U chrześcijanina sekret jego szczęśliwego życia polega na jego znajomości i na ufności Ojcu Niebieskiemu i Jego Synowi a naszemu Panu. Nawet lekarze i sceptycy dochodzą do przekonania, że pokój Boży w sercu człowieka jest nie tylko skutecznym lekarstwem, ale i najlepszym środkiem ochraniającym zdrowie. Wielu spoglądając wstecz może poświadczyć, że nie tylko duchowo, ale i fizycznie poczuli się zdrowszymi od czasu, gdy znaleźli Pana, najpewniejszą pomoc „w każdym ucisku”. Jeżeli poprzednio doświadczali nerwowych kłopotów, które przeszkadzały im w spoczynku nocnym, nadawały im schorzały wygląd i czyniły ich prawie niesposobnymi do pracy fizycznej i wszelkich czynności duchowych, to zapewne doznali ulgi, gdy usłyszeli zapewnienia: „Wszystkie starania wasze wrzućcie nań (na Pana), gdyż on ma pieczę o was” – 1 Piotra 5:7. „Patrzcie, jaką miłość dał wam Ojciec, abyśmy dziatkami Bożymi nazwani byli” – 1 Jana 3:1. „Jako ma litość ojciec nad dziatkami, tak ma litość Pan nad tymi, którzy się go boją” (którzy Go czczą) – Psalm 103:13.

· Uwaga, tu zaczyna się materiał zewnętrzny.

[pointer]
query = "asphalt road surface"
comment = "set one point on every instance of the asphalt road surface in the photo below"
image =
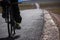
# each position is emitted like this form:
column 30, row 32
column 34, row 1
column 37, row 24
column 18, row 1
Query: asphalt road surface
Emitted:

„Pan jest pasterzem moim, na niczym mi nie zejdzie... dobrodziejstwo i miłosierdzie jego pójdą za mną po wszystkie dni żywota mego, a będę mieszkał w domu Pańskim na wieki” – Psalm 23:1,6.
„Oczekujże Pana, zmacniaj się, a on utwierdzi serce twoje; przetoż oczekuj Pana” – Psalm 27:14.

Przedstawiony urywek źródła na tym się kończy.